Awesome watch
Posted: Tue Jun 26, 2012 5:47 pm
Some amazing reviews of this $90,000 watch:
http://www.amazon.com/gp/aw/d/B001K3IXW ... _d_watches

http://www.amazon.com/gp/aw/d/B001K3IXW ... _d_watches
I think a proper review of this watch needs to be done categorically.
Awesomeness: As one reviewer succintly put it, this watch is more awesome than Chuck Norris riding Godzilla. However, that statement indicates that the reviewer clearly has not realized the full awesomness of the watch, as depicted by its "Pandora Setting" whereby a holographic image of Chuck Norris suplexing Gandhi is displayed in full scale. When I first saw it I thought "yeah, that's pretty awesome, but what if I want him to do something different like punching Rosie O'donnel in the face?" Well, my friends, that option can be downloaded straight from the watch's own satellite.
Value: Poor people can't buy it, which makes it automatically better. The sad-face expressions on people at the soup kitchen when I show it off are beyond priceless. One time I made a guy think I was going to give it to him because he liked it, but then I was like "naw man, you would probably just sell it and buy a house or something. That's lame."
Ability to conquer foreign lands: This watch actually caused several earthquakes in third-world countries when I set my alarm for multiple time zones.
Ability to offend hippies: It offends hippies. All of them.
Ability to offend bleeding-heart whiners: This one chick was like "you could sell that and build a house for poor people!" And I was like "yeah, I totally could. But that would be stupid because then I wouldn't have this awesome watch." She was upset, which was pretty cool.
Ability to cure disease: If everyone bought this watch, absolutely no money would go to disease research and all the people with disease would die so all the disease would die with them. It's sound logic and in the owner's manual for the watch.
Ability to stop terrorists: I would say that Jack Bauer wears this watch, but this watch actually wears Jack Bauer as an accessory.

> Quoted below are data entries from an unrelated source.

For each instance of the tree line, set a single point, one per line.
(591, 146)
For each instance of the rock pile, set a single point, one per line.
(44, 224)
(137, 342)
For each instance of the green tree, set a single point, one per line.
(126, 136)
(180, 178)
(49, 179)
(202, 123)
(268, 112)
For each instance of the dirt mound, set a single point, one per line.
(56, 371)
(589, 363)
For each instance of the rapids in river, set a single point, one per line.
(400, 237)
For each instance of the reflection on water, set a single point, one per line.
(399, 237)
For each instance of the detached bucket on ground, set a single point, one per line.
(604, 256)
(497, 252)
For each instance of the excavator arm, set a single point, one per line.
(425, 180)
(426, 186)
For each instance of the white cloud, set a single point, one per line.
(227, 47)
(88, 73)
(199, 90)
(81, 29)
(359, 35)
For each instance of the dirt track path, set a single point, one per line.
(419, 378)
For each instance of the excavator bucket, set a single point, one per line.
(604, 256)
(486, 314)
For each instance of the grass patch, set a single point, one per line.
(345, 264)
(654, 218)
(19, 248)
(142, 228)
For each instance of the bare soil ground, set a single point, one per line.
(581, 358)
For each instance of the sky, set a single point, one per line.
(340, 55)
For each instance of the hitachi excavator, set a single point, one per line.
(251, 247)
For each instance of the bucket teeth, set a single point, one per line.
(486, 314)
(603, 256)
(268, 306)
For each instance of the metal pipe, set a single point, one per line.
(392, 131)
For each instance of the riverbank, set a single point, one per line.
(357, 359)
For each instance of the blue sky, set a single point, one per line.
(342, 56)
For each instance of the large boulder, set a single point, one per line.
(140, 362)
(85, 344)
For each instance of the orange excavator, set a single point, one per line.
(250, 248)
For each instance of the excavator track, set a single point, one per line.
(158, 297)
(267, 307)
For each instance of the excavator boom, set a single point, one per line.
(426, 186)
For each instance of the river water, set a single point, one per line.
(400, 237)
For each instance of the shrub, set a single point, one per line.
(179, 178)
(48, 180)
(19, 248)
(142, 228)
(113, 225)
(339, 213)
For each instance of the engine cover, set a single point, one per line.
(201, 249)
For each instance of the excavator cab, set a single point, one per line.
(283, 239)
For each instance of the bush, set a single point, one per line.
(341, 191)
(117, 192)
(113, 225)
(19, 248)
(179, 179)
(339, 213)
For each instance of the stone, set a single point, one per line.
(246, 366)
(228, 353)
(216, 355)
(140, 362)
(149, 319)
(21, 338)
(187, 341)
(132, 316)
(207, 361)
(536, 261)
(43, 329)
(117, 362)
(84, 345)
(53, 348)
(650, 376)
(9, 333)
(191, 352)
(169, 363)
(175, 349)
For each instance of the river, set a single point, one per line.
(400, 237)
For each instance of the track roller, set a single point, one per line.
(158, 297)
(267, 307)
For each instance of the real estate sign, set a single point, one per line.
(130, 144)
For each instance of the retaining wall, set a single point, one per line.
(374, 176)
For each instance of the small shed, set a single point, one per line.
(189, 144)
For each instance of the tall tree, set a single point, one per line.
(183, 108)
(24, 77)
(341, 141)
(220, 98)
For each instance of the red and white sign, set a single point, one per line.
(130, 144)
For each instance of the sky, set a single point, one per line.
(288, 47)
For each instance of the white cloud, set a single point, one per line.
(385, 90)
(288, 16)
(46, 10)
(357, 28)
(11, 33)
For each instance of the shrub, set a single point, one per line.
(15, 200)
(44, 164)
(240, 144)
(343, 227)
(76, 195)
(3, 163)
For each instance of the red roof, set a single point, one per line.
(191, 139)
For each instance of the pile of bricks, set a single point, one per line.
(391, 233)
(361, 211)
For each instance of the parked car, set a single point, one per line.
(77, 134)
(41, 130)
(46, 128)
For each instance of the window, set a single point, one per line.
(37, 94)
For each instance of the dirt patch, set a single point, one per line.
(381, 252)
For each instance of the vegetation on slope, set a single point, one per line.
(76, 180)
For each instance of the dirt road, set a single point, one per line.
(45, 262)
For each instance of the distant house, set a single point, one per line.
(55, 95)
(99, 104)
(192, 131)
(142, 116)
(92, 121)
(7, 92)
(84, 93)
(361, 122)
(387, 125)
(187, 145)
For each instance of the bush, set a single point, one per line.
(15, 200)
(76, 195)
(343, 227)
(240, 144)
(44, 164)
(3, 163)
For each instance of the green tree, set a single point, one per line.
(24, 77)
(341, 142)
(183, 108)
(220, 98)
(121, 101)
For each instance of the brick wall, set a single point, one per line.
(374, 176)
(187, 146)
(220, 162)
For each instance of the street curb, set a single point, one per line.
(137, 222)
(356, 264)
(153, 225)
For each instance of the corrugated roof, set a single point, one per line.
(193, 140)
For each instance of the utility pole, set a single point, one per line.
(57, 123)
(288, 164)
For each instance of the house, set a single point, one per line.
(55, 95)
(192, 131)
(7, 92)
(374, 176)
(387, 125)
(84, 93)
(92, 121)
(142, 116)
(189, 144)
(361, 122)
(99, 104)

Faults: There is only one fault with this watch -- that it is priced low enough for wannabes and posers to buy it. I want a watch that only the most elite can afford; I don't want to see Joe Blow wearing this watch because then I would have to throw it away. That's why it got four stars instead of five.
Also, I bought two of them because I like to put them both in a cage and watch them fight for my love.

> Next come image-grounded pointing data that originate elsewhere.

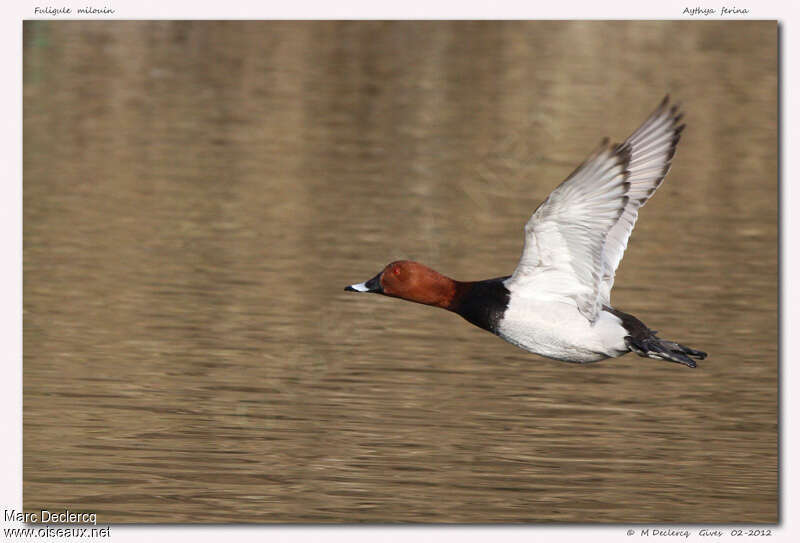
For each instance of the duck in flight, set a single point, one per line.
(557, 301)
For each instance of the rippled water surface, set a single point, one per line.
(197, 194)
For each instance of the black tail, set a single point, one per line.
(653, 347)
(644, 342)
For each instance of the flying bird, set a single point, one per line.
(557, 302)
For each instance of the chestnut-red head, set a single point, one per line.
(411, 281)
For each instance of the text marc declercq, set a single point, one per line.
(46, 517)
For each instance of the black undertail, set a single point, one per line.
(644, 342)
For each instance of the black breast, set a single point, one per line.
(483, 303)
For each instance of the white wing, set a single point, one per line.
(575, 239)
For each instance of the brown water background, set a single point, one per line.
(197, 194)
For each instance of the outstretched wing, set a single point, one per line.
(575, 239)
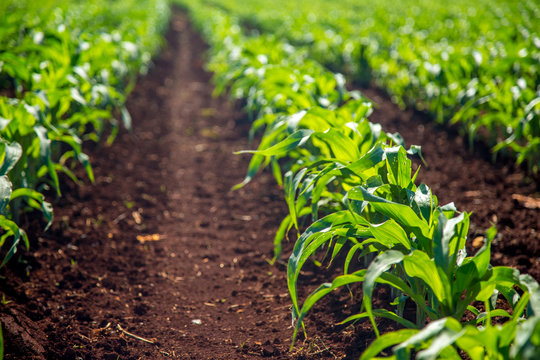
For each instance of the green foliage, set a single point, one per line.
(65, 70)
(475, 64)
(359, 187)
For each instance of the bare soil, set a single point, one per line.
(160, 260)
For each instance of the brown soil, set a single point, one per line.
(159, 260)
(496, 193)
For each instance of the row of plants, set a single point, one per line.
(65, 70)
(475, 64)
(353, 187)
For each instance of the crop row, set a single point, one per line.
(65, 70)
(357, 185)
(476, 64)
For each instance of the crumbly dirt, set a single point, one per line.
(497, 193)
(160, 260)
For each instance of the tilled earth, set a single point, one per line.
(160, 260)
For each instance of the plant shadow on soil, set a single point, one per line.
(160, 260)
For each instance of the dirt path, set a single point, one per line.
(159, 260)
(496, 193)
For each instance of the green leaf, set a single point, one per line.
(380, 264)
(293, 141)
(5, 192)
(13, 152)
(390, 233)
(402, 214)
(419, 265)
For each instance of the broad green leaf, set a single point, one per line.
(390, 233)
(402, 214)
(419, 265)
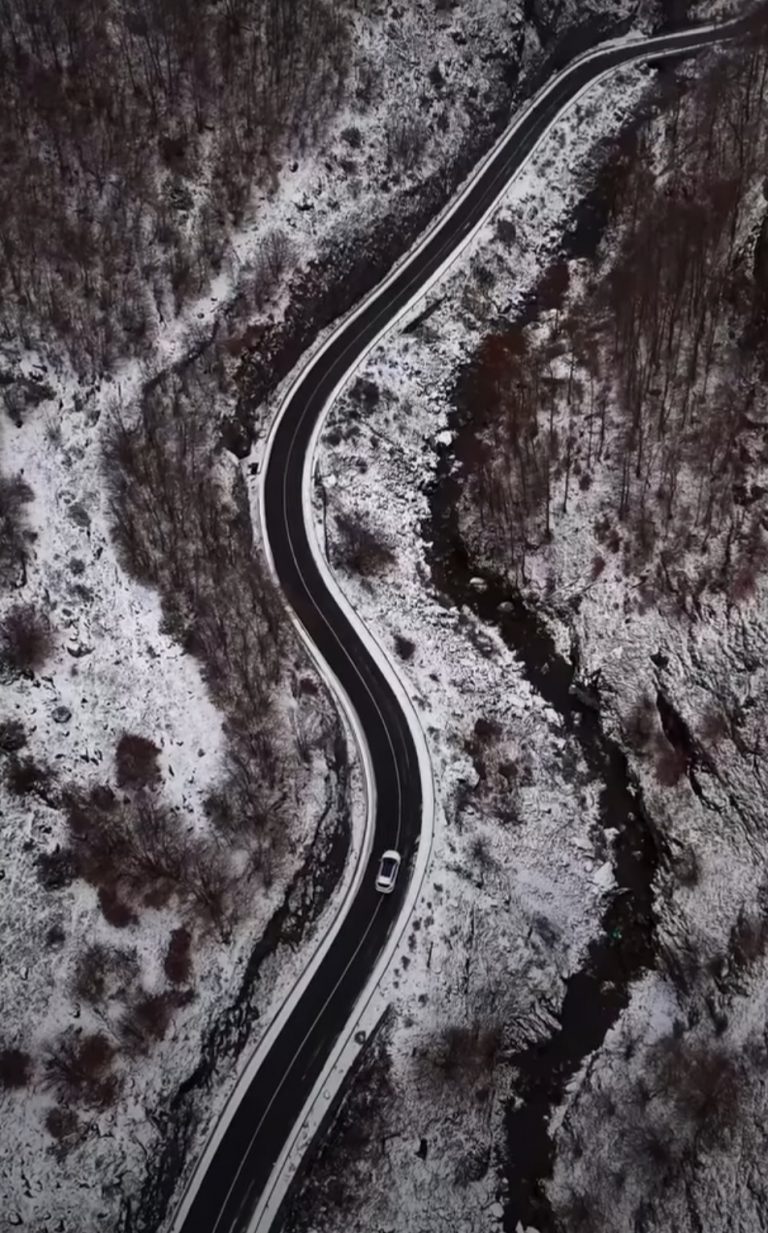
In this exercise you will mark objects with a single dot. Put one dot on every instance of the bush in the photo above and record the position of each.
(26, 640)
(403, 646)
(469, 1053)
(15, 493)
(12, 736)
(178, 964)
(137, 761)
(147, 1021)
(115, 910)
(63, 1125)
(78, 1069)
(104, 973)
(703, 1081)
(15, 1068)
(360, 550)
(57, 869)
(671, 763)
(24, 776)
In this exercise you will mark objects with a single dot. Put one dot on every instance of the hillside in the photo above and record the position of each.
(190, 192)
(559, 466)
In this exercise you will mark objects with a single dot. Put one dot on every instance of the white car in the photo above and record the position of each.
(387, 872)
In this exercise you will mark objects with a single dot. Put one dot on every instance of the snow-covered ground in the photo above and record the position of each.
(114, 668)
(422, 81)
(520, 867)
(663, 1123)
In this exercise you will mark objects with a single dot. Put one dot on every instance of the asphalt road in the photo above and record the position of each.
(252, 1144)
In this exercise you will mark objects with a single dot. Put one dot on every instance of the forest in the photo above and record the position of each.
(649, 375)
(133, 133)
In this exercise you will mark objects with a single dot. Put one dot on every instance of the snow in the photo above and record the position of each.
(133, 676)
(509, 905)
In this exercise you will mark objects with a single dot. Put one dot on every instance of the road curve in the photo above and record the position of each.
(239, 1170)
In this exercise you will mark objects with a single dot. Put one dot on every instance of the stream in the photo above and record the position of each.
(625, 945)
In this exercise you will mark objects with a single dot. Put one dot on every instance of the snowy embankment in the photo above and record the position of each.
(115, 670)
(520, 868)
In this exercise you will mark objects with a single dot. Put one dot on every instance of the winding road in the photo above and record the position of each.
(224, 1197)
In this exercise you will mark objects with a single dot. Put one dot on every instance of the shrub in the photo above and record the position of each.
(671, 763)
(353, 137)
(115, 910)
(147, 1021)
(178, 963)
(104, 973)
(15, 493)
(360, 550)
(469, 1053)
(641, 724)
(26, 640)
(12, 736)
(137, 761)
(63, 1125)
(15, 1068)
(25, 776)
(57, 869)
(703, 1081)
(78, 1069)
(403, 646)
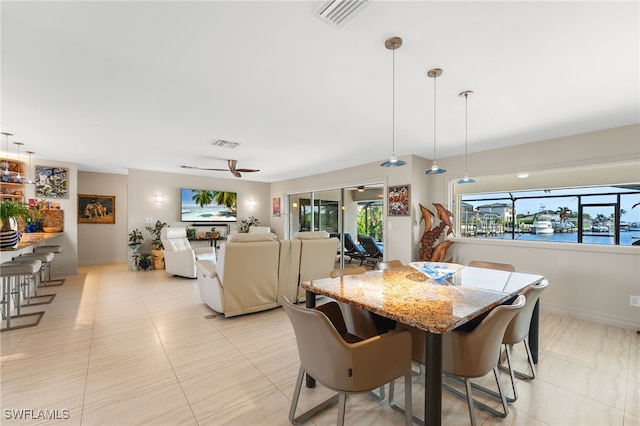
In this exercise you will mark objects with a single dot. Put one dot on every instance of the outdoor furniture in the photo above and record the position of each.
(373, 253)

After receiving an incredible sum of money through the relative of a deceased Nigerian oil minister who contacted me online and through winning the European Lottery (which I don't remember even buying a ticket for), I decided to spend a pittance of the total sum on some necessities. After I bought a tie tack made with the Hope Diamond (which I accidentally left in my hotel room at the Days Inn in Cleveland), I bought this watch because I thought it looked like it could be useful for some of the extreme sports I conduct. I must say I am disappointed.
I used the watch the first day while parachuting from the Space Shuttle (which I also bought) from 80,000 feet. The awkward layout of the watch made it very difficult to tell the time while free falling for an hour and a half. Although I blacked out immediately upon exit, when I came to at around 48,000 feet, I could not tell how long I had been out or use the watch to determine my present altitude. On top of that, I found that the layer of ice that had formed around my entire body made seeing the watch nearly impossible. One would imagine that the watch would have some type of heating source to prevent this, but I suppose Zenith left that out of the design.
The "time travel" function is a bit cumbersome, and Zenith did a poor job documenting how the return process renders the user sterile, but I got to meet Jesus and I killed Hitler.
The only redeeming value of the watch is that the Tourbillon Titanium seems to be derived from some materials harvested from a meteorite or a planetary moon outside of our solar system, which enables the wearer to become invisible for about 13 nanoseconds at a time. Since this can only be done about every 5 minutes, I haven't really found a useful purpose for this. I've decided to send the watch back.